Originally Posted by Doady
Cincinatti's transit ridership was 20% lower in 2019 compared to 2013, when this fareless, circulator streetcar was announced. Kansas City lost 23% of its transit ridership during that same time period.
Maybe it's time for these places to build real transit systems? And real system means a complete system, not only with parallel routes closer together so that riders can travel more directly and thus faster, but also covering the entire urban area so that everyone has a transit stop within walking distance of both their origin and their destination. Reduce the demand for parking, allow for intensification through the redevelopment of parking lots and garages, and so bring people even closer to transit. Then you can build more higher capacity transit options like light rail and subways and attract even more riders and even more development. And the beginning of this entire process is with buses, with fares, not free streetcar service.
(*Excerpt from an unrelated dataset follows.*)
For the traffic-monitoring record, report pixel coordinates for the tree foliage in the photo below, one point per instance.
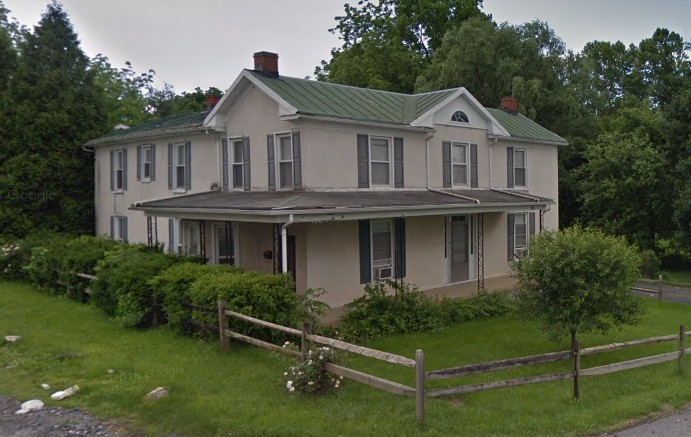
(577, 281)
You cannot build a complete system with rail alone. Even NYC has a massive bus fleet and bus network, with over 50 times the bus ridership of Cincinatti. Thousands of buses to fill in the gaps, to reduce the walking distances to transit, that is one of main principles of TOD, and these gaps and the long walking distances they create is the number one reason transit in places in Cincinatti and Kansas City and so many other places in the USA fail. And that is the problem that these streetcars in turn fail to solve.
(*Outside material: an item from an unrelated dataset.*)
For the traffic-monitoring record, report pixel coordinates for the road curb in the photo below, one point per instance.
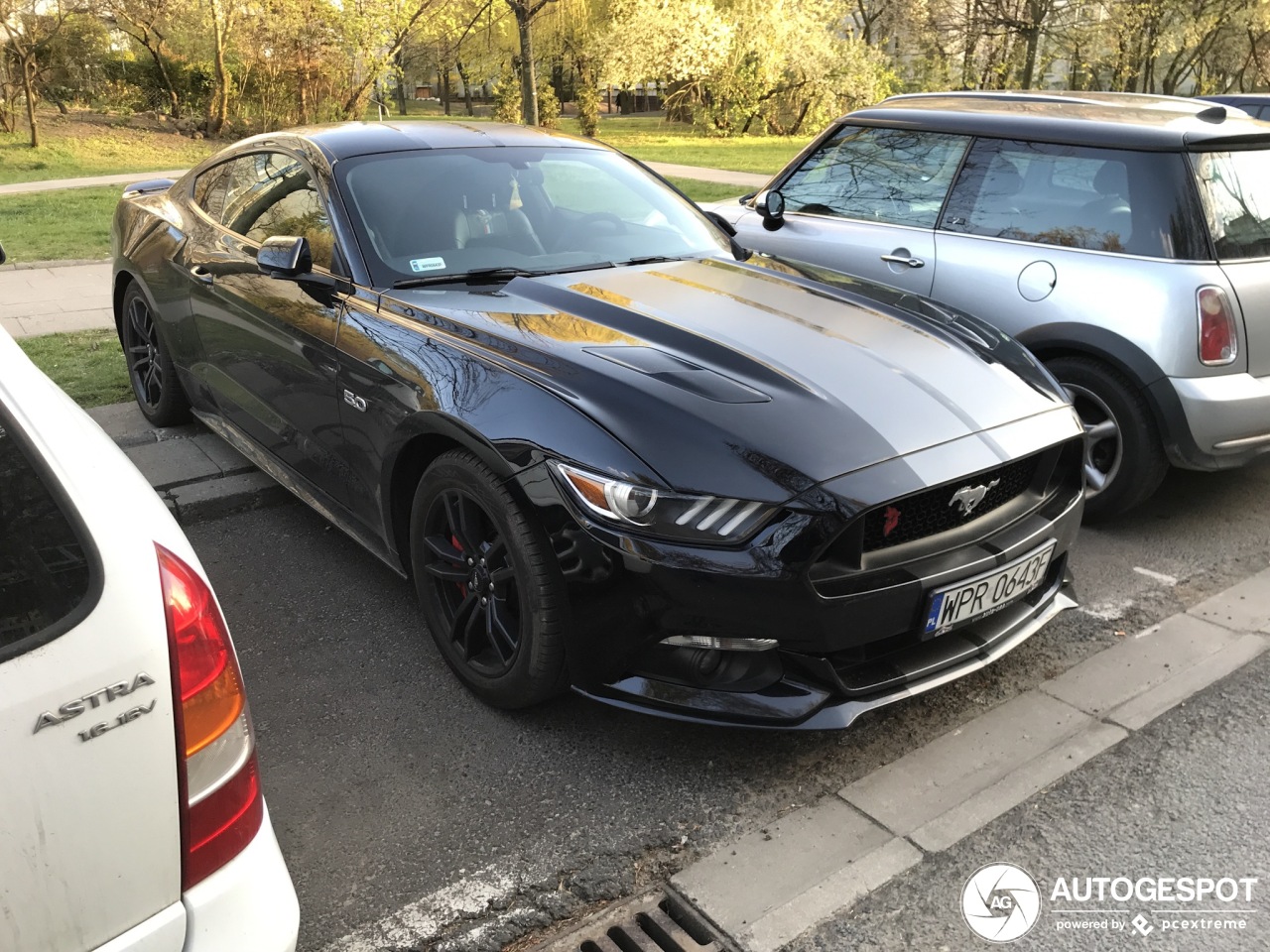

You can see all over the USA and Canada, the common feature of every successful system is lots of people using buses, not streetcars. NYC, Washington, SF, Toronto, Montreal, Seattle, Chicago, Philadelphia, Winnipeg, Ottawa, Portland, Pittsburgh, Las Vegas - big bus networks and complete systems, with fewer gaps, for more direct travel and reduced walking distances, not lots of rail and incomplete systems with more gaps. Time to follow the lead of the successful cities and stop making better transit more complicated than it actually is, build a complete transit network, fill in those gaps. And in the case of Cincinnati, we are talking about some huge gaps.